Usatoff V, Isla A M, Habib N A
Department of Gastrointestinal Surgery, Imperial College of Science and Medicine, Liver Surgery Section, Hammersmith Hospital, London, England.
Hepatogastroenterology. 2001 Jan-Feb;48(37):46-50.
BACKGROUND/AIMS: The aim of this study was to assess the results of major liver resection in patients with advanced hepatocellular carcinoma in terms of safety and survival.
The subjects of this study are 19 patients that underwent 24 resections for advanced (stage IV) hepatocellular carcinoma. Eighteen of these resections were performed for primary tumor and 6 were repeat resections. Nine patients presented without cirrhosis, 5 with cirrhosis, and 5 patients had the fibrolamellar variant of hepatocellular carcinoma.
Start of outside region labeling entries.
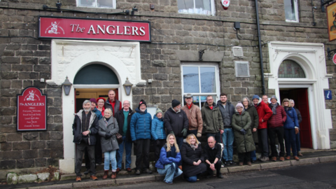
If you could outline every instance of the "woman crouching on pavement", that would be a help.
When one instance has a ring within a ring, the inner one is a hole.
[[[112,110],[105,109],[104,118],[99,122],[99,132],[102,136],[102,151],[104,153],[104,176],[103,179],[106,179],[108,176],[108,170],[110,169],[110,162],[112,165],[112,175],[111,178],[117,177],[117,160],[115,153],[119,149],[117,137],[115,134],[119,131],[118,122],[112,116]]]
[[[241,103],[236,105],[236,113],[232,116],[232,128],[234,133],[234,141],[236,142],[239,166],[242,166],[246,162],[251,166],[251,152],[255,150],[254,141],[251,131],[251,117],[248,112],[244,111]]]
[[[193,134],[188,135],[181,149],[182,171],[188,181],[195,183],[199,176],[206,171],[201,144]]]
[[[163,180],[164,183],[172,184],[173,179],[183,173],[178,166],[180,161],[181,153],[176,139],[174,134],[169,134],[167,137],[167,144],[161,148],[160,158],[155,164],[158,172],[166,175]]]

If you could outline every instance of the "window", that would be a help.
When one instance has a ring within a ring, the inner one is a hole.
[[[215,15],[214,0],[177,0],[178,13]]]
[[[290,59],[286,59],[282,62],[279,67],[279,78],[306,78],[304,71],[299,64]]]
[[[77,6],[115,8],[115,0],[76,0]]]
[[[299,22],[298,0],[284,0],[286,22]]]
[[[201,108],[208,95],[211,95],[214,102],[217,102],[220,91],[218,64],[182,64],[181,70],[183,95],[192,94],[193,104]]]

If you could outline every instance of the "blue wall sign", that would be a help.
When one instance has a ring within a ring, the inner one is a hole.
[[[331,90],[325,90],[324,91],[324,98],[326,99],[332,99],[332,93],[331,92]]]

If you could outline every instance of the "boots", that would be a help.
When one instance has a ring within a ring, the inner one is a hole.
[[[106,179],[108,176],[108,170],[104,171],[103,179],[104,180]]]
[[[117,178],[117,172],[112,172],[112,175],[111,176],[111,178],[114,179],[115,178]]]

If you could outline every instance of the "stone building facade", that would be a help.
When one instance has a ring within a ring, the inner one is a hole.
[[[179,1],[111,0],[115,8],[111,9],[80,7],[79,0],[62,0],[62,11],[43,9],[43,5],[56,8],[56,1],[1,1],[0,169],[4,171],[0,177],[10,169],[48,165],[60,167],[64,173],[74,170],[75,147],[70,132],[74,89],[82,87],[74,85],[70,95],[65,96],[62,82],[68,76],[74,83],[76,73],[92,62],[100,62],[116,74],[120,85],[113,88],[118,89],[120,100],[132,102],[134,109],[141,99],[164,112],[171,107],[172,99],[183,102],[183,94],[186,93],[183,66],[186,71],[190,66],[215,68],[212,80],[216,81],[215,92],[196,92],[200,101],[206,94],[214,95],[217,101],[221,92],[227,93],[234,104],[244,97],[261,96],[262,77],[255,1],[231,1],[227,10],[224,10],[220,1],[210,1],[214,12],[204,15],[178,13]],[[304,86],[308,92],[312,148],[335,148],[336,99],[325,100],[323,95],[323,90],[330,90],[334,97],[336,92],[335,66],[327,59],[326,52],[327,48],[334,49],[336,43],[328,40],[326,13],[321,12],[320,2],[312,5],[312,1],[300,0],[298,22],[286,22],[284,1],[258,3],[265,93],[269,97],[281,96]],[[134,6],[138,11],[134,15],[111,14],[132,11]],[[317,7],[314,13],[313,6]],[[39,15],[149,21],[151,43],[42,40],[38,38]],[[235,22],[240,22],[238,30],[234,29]],[[316,22],[315,26],[313,22]],[[234,47],[242,48],[242,56],[234,55]],[[133,53],[130,52],[131,48]],[[200,50],[204,50],[202,60]],[[283,59],[279,59],[281,57]],[[306,74],[305,79],[278,77],[279,64],[287,59],[299,63]],[[64,59],[69,62],[66,66],[62,64]],[[236,76],[235,63],[241,62],[248,63],[247,76]],[[126,77],[134,84],[130,96],[125,94],[122,88]],[[46,82],[41,82],[41,78]],[[16,130],[16,94],[28,86],[38,87],[48,95],[46,132]]]

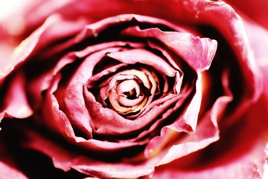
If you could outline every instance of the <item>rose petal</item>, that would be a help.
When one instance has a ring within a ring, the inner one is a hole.
[[[174,50],[193,69],[200,71],[209,68],[217,48],[214,40],[194,37],[186,33],[163,32],[157,28],[141,30],[138,27],[130,27],[122,34],[156,38]]]
[[[12,78],[9,90],[4,95],[0,122],[4,117],[26,118],[33,114],[26,96],[24,74],[17,73]]]

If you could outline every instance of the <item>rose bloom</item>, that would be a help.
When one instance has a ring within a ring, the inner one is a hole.
[[[0,178],[268,178],[267,12],[29,1],[1,23]]]

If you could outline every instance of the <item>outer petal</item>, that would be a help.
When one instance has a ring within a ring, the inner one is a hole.
[[[0,106],[0,122],[4,117],[26,118],[33,114],[25,91],[25,77],[17,73],[8,86],[9,90],[2,97],[4,101]]]

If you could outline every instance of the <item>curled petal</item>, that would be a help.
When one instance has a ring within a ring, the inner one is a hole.
[[[128,28],[122,34],[155,38],[174,50],[193,69],[200,71],[209,68],[217,49],[216,40],[194,37],[186,33],[163,32],[157,28],[141,30],[134,27]]]

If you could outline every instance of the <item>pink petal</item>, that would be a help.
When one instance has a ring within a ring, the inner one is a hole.
[[[163,32],[157,28],[141,30],[130,27],[123,34],[139,37],[154,38],[163,42],[194,69],[208,70],[217,48],[217,42],[208,38],[194,37],[189,33]]]
[[[26,118],[33,114],[25,91],[25,77],[22,73],[12,78],[9,89],[4,95],[1,106],[0,122],[4,117]]]

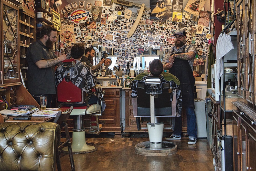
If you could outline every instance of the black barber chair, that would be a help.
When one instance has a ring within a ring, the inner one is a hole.
[[[150,117],[150,122],[147,124],[150,141],[135,146],[135,152],[139,154],[164,156],[177,152],[175,144],[162,141],[164,123],[159,121],[161,117],[174,117],[176,115],[176,90],[170,89],[168,83],[163,83],[161,89],[156,88],[157,85],[161,83],[158,77],[148,76],[145,83],[138,83],[137,98],[133,99],[134,116],[136,118],[138,130],[141,128],[141,118]],[[171,102],[171,93],[173,97]]]

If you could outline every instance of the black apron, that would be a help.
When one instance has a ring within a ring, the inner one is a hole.
[[[170,56],[173,53],[171,52]],[[182,51],[176,54],[185,53],[185,48]],[[175,58],[173,67],[169,69],[169,73],[178,78],[180,82],[180,86],[182,92],[183,106],[195,108],[194,102],[194,87],[196,79],[193,74],[193,71],[187,60]]]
Hospital mortality was recorded in 1 case (5%). Morbidity was noted in 7(37%) cases. All patients with fibrolamellar variant of hepatocellular carcinoma are alive at 78, 41, 24, 12 and 9 months (P = 0.008), compared with a median survival of 18 and 9 months for the noncirrhotic hepatocellular carcinoma and cirrhotic hepatocellular carcinoma groups, respectively (P = 0.24).
We conclude that an aggressive policy of major liver resection with vascular reconstruction was justifiable in patients with advanced fibrolamellar variant of hepatocellular carcinoma and in selected patients with noncirrhotic hepatocellular carcinoma, and of doubtful value in patients with cirrhosis.
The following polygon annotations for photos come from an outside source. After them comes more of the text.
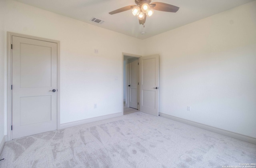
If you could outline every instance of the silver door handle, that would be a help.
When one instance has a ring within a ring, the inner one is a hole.
[[[49,90],[48,92],[56,92],[56,90],[55,90],[55,89],[52,89],[52,90]]]

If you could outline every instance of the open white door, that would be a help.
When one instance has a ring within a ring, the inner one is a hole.
[[[129,107],[138,109],[139,59],[128,60],[129,70]]]
[[[158,116],[159,56],[140,58],[140,111]]]

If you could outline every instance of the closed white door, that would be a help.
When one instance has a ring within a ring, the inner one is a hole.
[[[132,58],[128,60],[129,70],[129,106],[138,108],[138,72],[139,59]]]
[[[140,111],[158,116],[159,56],[140,58]]]
[[[12,139],[56,130],[57,44],[12,40]]]

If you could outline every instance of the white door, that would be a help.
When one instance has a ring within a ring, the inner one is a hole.
[[[12,40],[12,139],[56,130],[57,44]]]
[[[129,70],[129,106],[138,109],[138,58],[128,60]]]
[[[159,56],[140,58],[140,111],[158,116]]]

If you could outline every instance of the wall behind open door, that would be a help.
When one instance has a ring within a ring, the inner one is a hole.
[[[159,56],[144,56],[140,61],[140,111],[158,116]]]

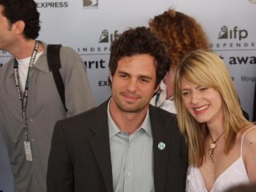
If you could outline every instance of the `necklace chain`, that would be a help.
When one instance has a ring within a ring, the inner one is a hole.
[[[218,141],[218,140],[219,139],[219,138],[221,138],[222,135],[224,134],[224,131],[221,133],[221,135],[219,135],[219,137],[215,139],[215,141],[213,141],[213,137],[211,136],[211,133],[210,132],[209,133],[210,133],[211,140],[212,141],[212,143],[210,144],[210,159],[213,161],[213,163],[214,163],[213,152],[214,152],[214,149],[216,148],[216,142]]]

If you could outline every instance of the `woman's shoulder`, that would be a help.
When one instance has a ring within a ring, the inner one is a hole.
[[[241,131],[244,144],[256,142],[256,125],[251,124]],[[256,143],[255,143],[256,144]]]

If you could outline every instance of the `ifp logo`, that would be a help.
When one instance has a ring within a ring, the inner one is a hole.
[[[237,26],[230,29],[228,27],[223,25],[221,27],[221,31],[219,33],[219,39],[236,39],[239,41],[245,39],[248,37],[248,31],[246,29],[240,29]]]
[[[115,39],[117,39],[119,35],[117,30],[115,30],[113,33],[109,33],[107,29],[102,30],[99,43],[111,43]]]

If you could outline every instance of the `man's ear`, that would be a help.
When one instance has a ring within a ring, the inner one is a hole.
[[[109,79],[110,82],[112,83],[112,75],[109,75]]]
[[[15,34],[23,33],[25,25],[26,24],[25,24],[23,21],[17,21],[15,23],[11,25],[11,30]]]
[[[154,91],[154,94],[157,93],[158,91],[159,91],[160,89],[160,83],[158,84],[158,85],[157,86],[157,87],[155,87],[155,91]]]

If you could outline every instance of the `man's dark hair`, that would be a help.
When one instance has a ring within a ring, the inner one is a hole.
[[[111,75],[117,69],[117,63],[123,57],[136,54],[149,54],[155,57],[157,86],[171,63],[169,53],[161,42],[149,28],[139,27],[129,29],[113,41],[109,67]]]
[[[0,0],[4,7],[3,15],[14,23],[23,21],[25,23],[24,35],[27,39],[36,39],[40,30],[39,13],[33,0]]]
背景/目的:本研究旨在评估晚期肝细胞癌患者接受大肝切除术后的安全性及生存结果。
本研究的对象为19例接受了24次晚期(IV期)肝细胞癌切除术的患者。其中18次切除针对原发性肿瘤,6次为再次切除。9例患者无肝硬化,5例有肝硬化,5例为纤维板层型肝细胞癌。
1例(5%)患者出现医院死亡。7例(37%)患者出现并发症。所有纤维板层型肝细胞癌患者分别在78、41、24、12和9个月时仍存活(P = 0.008),相比之下,非肝硬化肝细胞癌组和肝硬化肝细胞癌组的中位生存期分别为18个月和9个月(P = 0.24)。
我们得出结论,对于晚期纤维板层型肝细胞癌患者以及部分非肝硬化肝细胞癌患者,采取积极的大肝切除联合血管重建策略是合理的,而对于肝硬化患者,该策略的价值存疑。